The Taipei National Taxation Bureau has clarified that dividends distributed by foreign companies whose shares are approved for listing and trading in Taiwan are not exempt under Article 42 of the Income Tax Act and must be included in taxable income for enterprises headquartered domestically, while overseas enterprises remain untaxed on such dividends.

Taiwan’s Taipei National Taxation Bureau of the Ministry of Finance stated that profit‑seeking enterprises headquartered domestically which invest in shares of foreign companies, issued under foreign law and approved by the securities authority for listing and trading, must include the dividends received in their taxable business income in accordance with Article 3, Paragraph 2 of the Income Tax Act.

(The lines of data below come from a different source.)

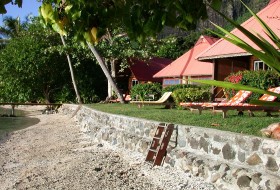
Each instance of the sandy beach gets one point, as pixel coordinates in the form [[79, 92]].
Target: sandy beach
[[52, 153]]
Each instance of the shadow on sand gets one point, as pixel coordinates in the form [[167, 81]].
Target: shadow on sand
[[10, 124]]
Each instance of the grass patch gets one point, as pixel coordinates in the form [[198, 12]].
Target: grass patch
[[234, 123], [9, 124]]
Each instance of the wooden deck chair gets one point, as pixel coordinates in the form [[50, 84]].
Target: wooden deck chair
[[240, 107], [240, 97], [162, 101], [126, 97]]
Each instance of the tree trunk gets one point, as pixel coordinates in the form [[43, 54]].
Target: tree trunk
[[72, 73], [113, 74], [106, 72]]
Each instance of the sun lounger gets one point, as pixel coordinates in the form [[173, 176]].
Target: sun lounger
[[162, 101], [240, 97], [224, 107]]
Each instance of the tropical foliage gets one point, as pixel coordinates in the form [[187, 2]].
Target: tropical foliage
[[142, 91], [34, 68], [259, 79], [268, 53], [192, 94]]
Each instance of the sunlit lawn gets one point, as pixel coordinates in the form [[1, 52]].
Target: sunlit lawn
[[240, 124]]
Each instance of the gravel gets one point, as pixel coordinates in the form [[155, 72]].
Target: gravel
[[54, 154]]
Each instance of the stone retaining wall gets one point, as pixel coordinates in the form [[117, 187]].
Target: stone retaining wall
[[229, 160]]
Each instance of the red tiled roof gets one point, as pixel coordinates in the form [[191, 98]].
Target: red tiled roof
[[144, 71], [187, 65], [222, 48]]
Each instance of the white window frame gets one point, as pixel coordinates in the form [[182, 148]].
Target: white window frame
[[260, 65]]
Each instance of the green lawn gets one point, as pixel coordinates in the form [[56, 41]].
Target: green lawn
[[240, 124]]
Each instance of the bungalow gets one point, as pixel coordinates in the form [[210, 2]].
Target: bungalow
[[143, 71], [186, 66], [228, 58]]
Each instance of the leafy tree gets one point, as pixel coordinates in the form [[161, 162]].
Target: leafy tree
[[268, 54], [88, 20], [27, 70], [11, 27]]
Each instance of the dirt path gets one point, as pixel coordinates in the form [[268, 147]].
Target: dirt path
[[54, 154]]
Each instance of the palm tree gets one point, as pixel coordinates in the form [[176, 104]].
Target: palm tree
[[11, 27]]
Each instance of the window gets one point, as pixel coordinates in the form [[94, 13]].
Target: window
[[134, 82], [168, 82], [260, 65]]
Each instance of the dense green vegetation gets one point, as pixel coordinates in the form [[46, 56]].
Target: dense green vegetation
[[234, 123]]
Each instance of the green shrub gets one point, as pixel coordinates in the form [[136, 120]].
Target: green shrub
[[140, 91], [192, 94], [259, 79], [172, 88]]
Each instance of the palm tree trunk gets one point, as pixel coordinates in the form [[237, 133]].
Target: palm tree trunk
[[72, 72], [106, 71]]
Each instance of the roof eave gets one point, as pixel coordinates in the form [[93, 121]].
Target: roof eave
[[223, 56]]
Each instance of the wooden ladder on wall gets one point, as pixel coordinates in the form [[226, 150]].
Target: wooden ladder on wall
[[159, 143]]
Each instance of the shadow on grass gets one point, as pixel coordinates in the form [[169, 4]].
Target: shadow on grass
[[10, 124]]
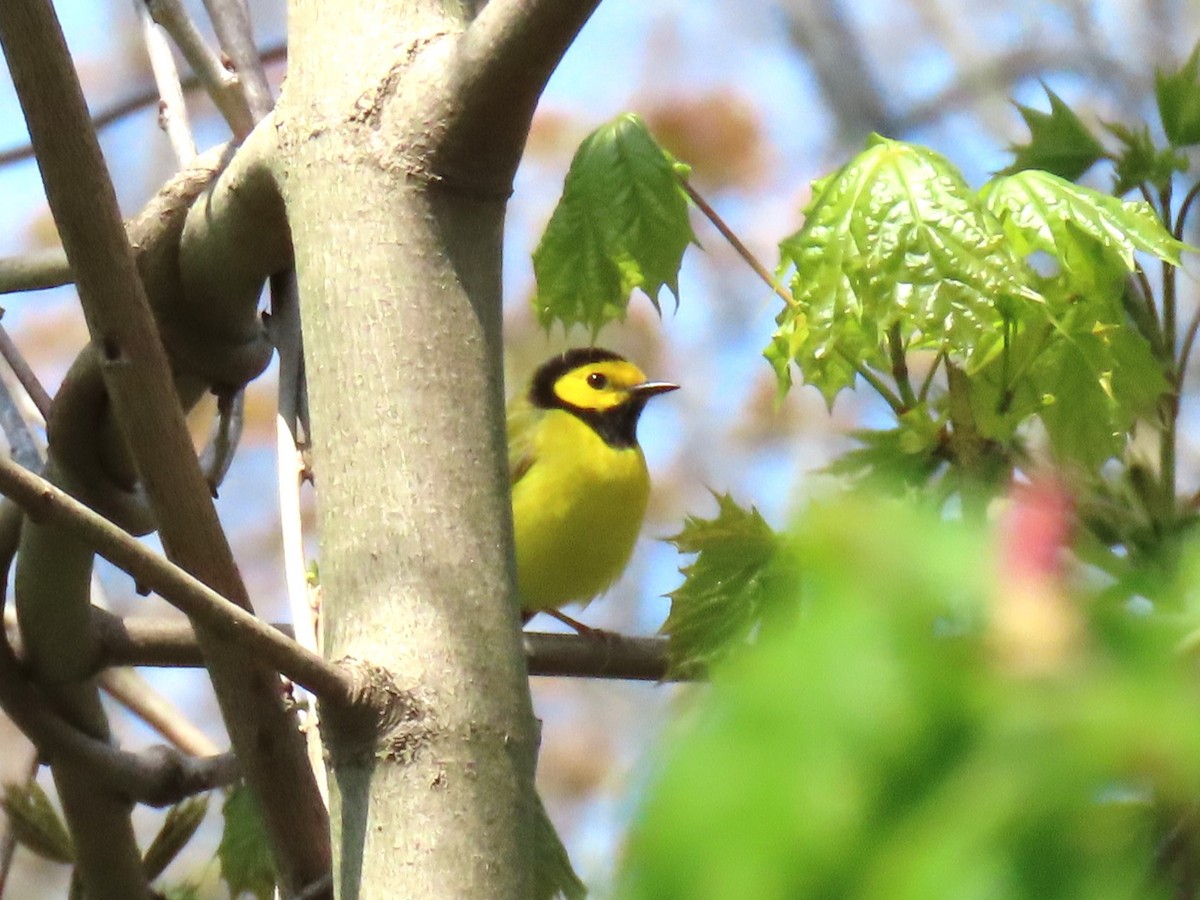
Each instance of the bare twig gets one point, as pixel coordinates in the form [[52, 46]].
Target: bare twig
[[736, 243], [24, 372], [142, 641], [139, 387], [221, 84], [157, 777], [135, 693], [37, 270], [47, 504], [231, 21], [172, 109], [219, 453], [133, 103]]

This announcement was made on 12 February 2026.

The Bureau further explained that a foreign company established and registered under foreign law, which issues shares under foreign law and is approved for listing and trading in Taiwan, distributes dividends that are not considered income sourced from the Republic of China (Taiwan).

Therefore, profit-seeking enterprises with head offices outside Taiwan are not subject to Taiwan’s corporate income tax on such dividends. However, for profit-seeking enterprises with head offices in Taiwan, whether the dividends are paid in cash or in stock, they must be included in taxable business income under Article 3, Paragraph 2 of the Income Tax Act. This is because the issuing company is a foreign entity, and such dividends do not qualify for the exemption under Article 42 of the Income Tax Act, which applies only to dividends received from investments in other domestic profit-seeking enterprises.

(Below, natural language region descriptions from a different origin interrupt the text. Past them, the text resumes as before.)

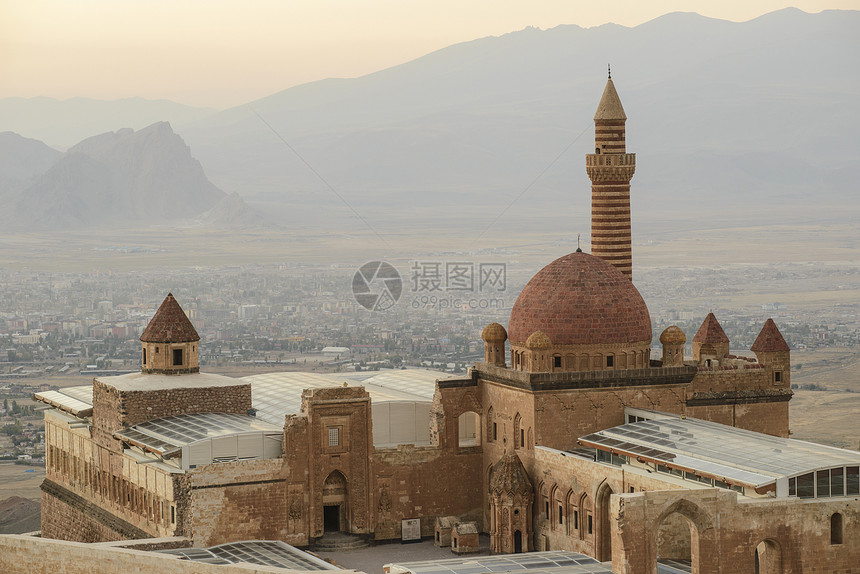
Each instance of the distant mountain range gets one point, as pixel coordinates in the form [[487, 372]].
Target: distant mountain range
[[751, 120], [116, 179], [63, 123]]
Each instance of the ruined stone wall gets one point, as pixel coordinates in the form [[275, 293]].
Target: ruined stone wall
[[66, 516], [425, 483], [745, 398], [796, 533], [296, 460], [565, 415], [502, 406], [140, 495], [245, 500], [571, 500], [114, 409]]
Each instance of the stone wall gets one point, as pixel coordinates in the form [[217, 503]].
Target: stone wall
[[795, 534], [572, 500], [66, 516], [244, 500], [30, 555], [114, 409], [745, 398], [140, 495], [425, 483]]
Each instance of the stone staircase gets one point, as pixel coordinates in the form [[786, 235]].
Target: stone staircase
[[339, 542]]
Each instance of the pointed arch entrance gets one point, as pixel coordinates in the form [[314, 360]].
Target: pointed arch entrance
[[768, 557], [335, 507], [603, 539]]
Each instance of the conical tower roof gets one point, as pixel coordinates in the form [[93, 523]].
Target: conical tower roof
[[170, 325], [610, 107], [769, 339], [509, 475], [710, 331]]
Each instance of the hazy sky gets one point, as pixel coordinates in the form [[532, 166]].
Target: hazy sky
[[221, 53]]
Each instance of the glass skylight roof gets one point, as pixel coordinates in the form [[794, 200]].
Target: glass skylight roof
[[718, 450], [260, 552], [275, 395], [556, 562], [164, 435], [75, 400]]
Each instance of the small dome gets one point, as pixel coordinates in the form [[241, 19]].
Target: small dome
[[770, 339], [710, 332], [580, 299], [495, 333], [673, 335], [509, 476], [538, 340]]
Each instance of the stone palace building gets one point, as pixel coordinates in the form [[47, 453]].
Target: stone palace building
[[568, 436]]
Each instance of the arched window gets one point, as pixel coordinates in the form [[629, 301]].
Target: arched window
[[836, 529], [558, 508], [519, 438], [469, 429], [544, 502]]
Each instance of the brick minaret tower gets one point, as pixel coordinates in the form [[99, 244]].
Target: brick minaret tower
[[610, 169]]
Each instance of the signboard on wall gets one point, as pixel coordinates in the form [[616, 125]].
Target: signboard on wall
[[410, 530]]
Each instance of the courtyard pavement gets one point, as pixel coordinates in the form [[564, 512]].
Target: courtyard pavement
[[373, 558]]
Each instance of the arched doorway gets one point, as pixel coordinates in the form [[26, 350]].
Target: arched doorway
[[768, 558], [604, 537], [335, 507], [675, 540]]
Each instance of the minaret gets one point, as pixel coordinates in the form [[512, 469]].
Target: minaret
[[610, 169]]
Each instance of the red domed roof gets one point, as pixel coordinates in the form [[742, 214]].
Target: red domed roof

By way of example, Company A, with its head office in Taiwan, invested in shares of Foreign Company A, issued under foreign law and listed for trading in Taiwan’s securities market. In fiscal year 2023, Company A received TWD 400,000 in cash dividends from Foreign Company A. However, when filing its 2023 corporate income tax return, Company A mistakenly treated the dividends as exempt under Article 42 of the Income Tax Act and failed to report them. The Bureau subsequently assessed an additional tax of TWD 80,000 and imposed a fine.

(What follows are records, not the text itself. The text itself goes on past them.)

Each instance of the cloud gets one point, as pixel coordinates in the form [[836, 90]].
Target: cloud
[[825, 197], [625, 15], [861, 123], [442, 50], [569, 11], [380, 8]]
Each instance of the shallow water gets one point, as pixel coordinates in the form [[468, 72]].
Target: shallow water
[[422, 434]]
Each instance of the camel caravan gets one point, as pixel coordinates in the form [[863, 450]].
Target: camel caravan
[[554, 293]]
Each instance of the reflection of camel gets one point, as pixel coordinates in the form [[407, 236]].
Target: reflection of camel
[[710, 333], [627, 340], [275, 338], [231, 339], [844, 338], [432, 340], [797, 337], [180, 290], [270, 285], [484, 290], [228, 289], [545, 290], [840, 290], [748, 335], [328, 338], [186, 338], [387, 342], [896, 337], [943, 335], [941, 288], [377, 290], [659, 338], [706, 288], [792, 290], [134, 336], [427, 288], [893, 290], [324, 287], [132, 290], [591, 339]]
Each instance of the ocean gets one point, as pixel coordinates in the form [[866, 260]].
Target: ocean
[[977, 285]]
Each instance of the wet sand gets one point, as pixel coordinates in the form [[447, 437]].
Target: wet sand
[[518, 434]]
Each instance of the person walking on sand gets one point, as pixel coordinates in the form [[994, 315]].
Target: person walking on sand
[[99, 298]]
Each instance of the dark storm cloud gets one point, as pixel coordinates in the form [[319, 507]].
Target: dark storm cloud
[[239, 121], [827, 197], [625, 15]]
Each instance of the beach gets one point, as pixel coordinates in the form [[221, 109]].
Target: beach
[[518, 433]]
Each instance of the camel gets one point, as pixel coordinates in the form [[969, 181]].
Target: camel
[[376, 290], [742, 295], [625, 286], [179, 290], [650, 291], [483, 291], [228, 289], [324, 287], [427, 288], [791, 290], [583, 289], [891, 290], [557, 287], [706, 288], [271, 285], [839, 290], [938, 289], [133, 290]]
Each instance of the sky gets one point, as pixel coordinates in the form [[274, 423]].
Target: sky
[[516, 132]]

The Bureau urges domestic profit-seeking enterprises that have received dividends from foreign companies whose shares are approved for listing and trading in Taiwan to promptly file supplementary declarations and pay any omitted taxes with their local tax bureau, branch office, collection office, or service center. If they do so voluntarily before being reported or investigated by tax authorities or designated investigators of the Ministry of Finance, they may, under Article 48-1 of the Tax Collection Act, pay the tax with interest but without penalty.